Point Austin: Vote Early and Often
Sorting out the campaigns and candidates
If this is May, there must be a couple of elections.
While the Chronicle News staff is accustomed to previewing elections just prior to early voting, we're not accustomed to whipsawing from one election (City Council, this Saturday, May 12) to another (party primaries, May 29), as we're doing this week. We know readers and voters who don't follow campaigns for a living will be doubly confused and are trying to learn quickly who's who and what's what.
That's the purpose of this week's feature coverage devoted to the high-profile contests on the Democratic side, with additional brief commentary on the rest of the contested races. We've focused on the Democratic primary both because that's the main interest of most of our local readers and because (to be frank) we had neither the time nor space to cover the GOP races this week.
We certainly hope we haven't made matters worse. Please consult our city coverage and endorsements for your vote Saturday, and our primary coverage for your early voting or to get you prepped for May 29. It didn't have to be this way; the state redistricting wars, ignited by the Republican-dominated Legislature and now in federal court, scrambled the primary dates to the point that Texas now has no influence on the presidential nomination, while making it likelier that many primary contests will be skewed by low and fringe turnout.
There is one other factor we shouldn't forget: the 4-3 rejection by the City Council of the legislatively granted opportunity to move this May election to November, when city turnout would be much higher, the voter demographic would be much more representative, and – oh yes – there would now be much less voter confusion over just which election is happening this week.
The Cognoscenti Vote
I won't rehearse here last fall's arguments over the election move, nor its bitter backstage politics. (Interested readers can consult "Point Austin: Unrepresentative Government," Oct. 14, 2011, or "Point Austin: Voter Suppression Made Easy," Sept. 30, 2011.) But those who argued, among other irrelevant things, that May voters are "better informed" than November ones have already gotten what they wanted: a minimal turnout, in the 10-13% range of registered voters, that may well do its intended work to skew the outcome. Incumbent Bill Spelman, for example, one of the four council votes rejecting the move (with Sheryl Cole, Laura Morrison, and Kathie Tovo), may find himself in a run-off exacerbated by a tiny turnout that includes a disproportion of folks whose only mantra is, "Throw the bums out!" That may be "karma," but it wasn't what Spelman had in mind when he said his previous unopposed race was coming back to bite him. Whether there will be similar effects on other races, we'll see.
Better informed or not, we can be certain this electorate will be less representative of the city. That was confirmed for me this week by three people in a professional position to know. Consultant Mark Littlefield (currently working for the Lee Leffingwell and Mike Martinez campaigns), said that for one thing, the May median voter age can be higher by more than a decade – 56 years instead of 42 (some credit due to all those disappeared college students).
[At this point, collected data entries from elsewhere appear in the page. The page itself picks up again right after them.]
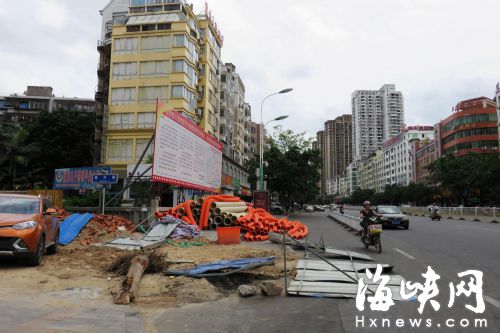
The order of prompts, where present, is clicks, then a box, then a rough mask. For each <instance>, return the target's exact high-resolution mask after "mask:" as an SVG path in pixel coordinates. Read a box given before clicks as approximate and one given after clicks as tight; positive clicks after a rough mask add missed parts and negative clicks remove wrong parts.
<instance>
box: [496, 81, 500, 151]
mask: <svg viewBox="0 0 500 333" xmlns="http://www.w3.org/2000/svg"><path fill="white" fill-rule="evenodd" d="M495 93H496V94H495V102H496V103H497V125H498V145H499V147H500V83H497V87H496V90H495Z"/></svg>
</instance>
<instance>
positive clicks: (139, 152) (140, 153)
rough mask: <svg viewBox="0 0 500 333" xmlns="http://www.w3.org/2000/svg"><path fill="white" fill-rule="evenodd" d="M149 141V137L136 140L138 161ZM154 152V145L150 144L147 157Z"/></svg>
mask: <svg viewBox="0 0 500 333" xmlns="http://www.w3.org/2000/svg"><path fill="white" fill-rule="evenodd" d="M148 143H149V139H136V140H135V160H136V161H138V160H139V157H141V155H142V153H143V152H144V149H145V148H146V146H147V145H148ZM151 154H153V145H149V147H148V150H147V151H146V155H144V156H145V158H147V157H148V156H149V155H151Z"/></svg>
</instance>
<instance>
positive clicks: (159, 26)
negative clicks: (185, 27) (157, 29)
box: [157, 23, 172, 30]
mask: <svg viewBox="0 0 500 333" xmlns="http://www.w3.org/2000/svg"><path fill="white" fill-rule="evenodd" d="M157 29H158V30H170V29H172V24H171V23H160V24H158V27H157Z"/></svg>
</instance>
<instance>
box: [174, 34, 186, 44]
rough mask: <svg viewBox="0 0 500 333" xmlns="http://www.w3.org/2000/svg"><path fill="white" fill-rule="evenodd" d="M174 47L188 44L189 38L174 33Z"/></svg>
mask: <svg viewBox="0 0 500 333" xmlns="http://www.w3.org/2000/svg"><path fill="white" fill-rule="evenodd" d="M173 46H174V47H182V46H187V38H186V36H185V35H174V45H173Z"/></svg>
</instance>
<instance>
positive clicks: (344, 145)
mask: <svg viewBox="0 0 500 333" xmlns="http://www.w3.org/2000/svg"><path fill="white" fill-rule="evenodd" d="M324 133H325V134H324V135H325V156H324V164H325V177H326V179H329V178H335V177H337V176H340V175H342V174H344V172H345V170H346V168H347V166H348V165H349V164H350V163H351V162H352V116H351V115H350V114H345V115H343V116H340V117H337V118H335V120H328V121H327V122H325V130H324Z"/></svg>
Jeff Smith of Opinion Analysts (currently working for the Brigid Shea campaign) said that broader campaign outreach and public interest results in a "much more representative" November electorate, definitely not just "more of the same" voters. They each concurred with city demographer Ryan Robinson, who told me the May electorate reflects "more western" neighborhoods and voters, and is "whiter, more likely to be homeowners, and generally more affluent" than those who vote in November.
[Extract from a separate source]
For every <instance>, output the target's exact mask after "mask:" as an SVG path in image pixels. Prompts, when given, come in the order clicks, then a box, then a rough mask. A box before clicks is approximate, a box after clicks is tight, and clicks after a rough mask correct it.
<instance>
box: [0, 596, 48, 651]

"You still have a tilted landscape" in November, said Robinson, when Tarrytown turnout can rise to a remarkable 92%. But in heavily Hispanic Dove Springs, for example, turnout rises from as low as 2% in May into the 30s or 40s for November – and those citywide effects result in "a much more diverse electorate."
Make of that what you will.
Progs on the March
For me, the most amusing aspect of this campaign has been the desperate attempt by certain self-defined "progressive" groups – because, for one reason or another, they're mad at the incumbents – to turn reflexively anti-government libertarian candidates into "progs" for the purposes of this election. BATPAC, the Austin Neighborhoods Council, and the Austin Sierra Club have every right to call for the ejection of the mayor or Place 2 incumbent Mike Martinez, for whatever reasons. But they shouldn't insult the voters' intelligence, for example, by describing anti-fluoride obsessive, Texans for Accountable Government enthusiast, and utter policy novice Laura Pressley as displaying an "admirable grasp of the issues" (ANC), "an excellent grasp of our issues" (Sierra Club), or most absurdly, as having "reached out to leaders in the Hispanic community" (BATPAC on Gavino Fernandez and his dozen or so hangers-on).
I was pondering these absurdities as I listened to Pressley's late April interview with Infowars demagogue Alex Jones, whom she called "wonderful" and credited with inspiring her to run, as they chortled together about their hatred for the government fluoride conspiracy and their affection for Ron Paul and handguns.
Sacrificing your public credibility for what appears to be short-term political gain is a pretty surefire way to lose both.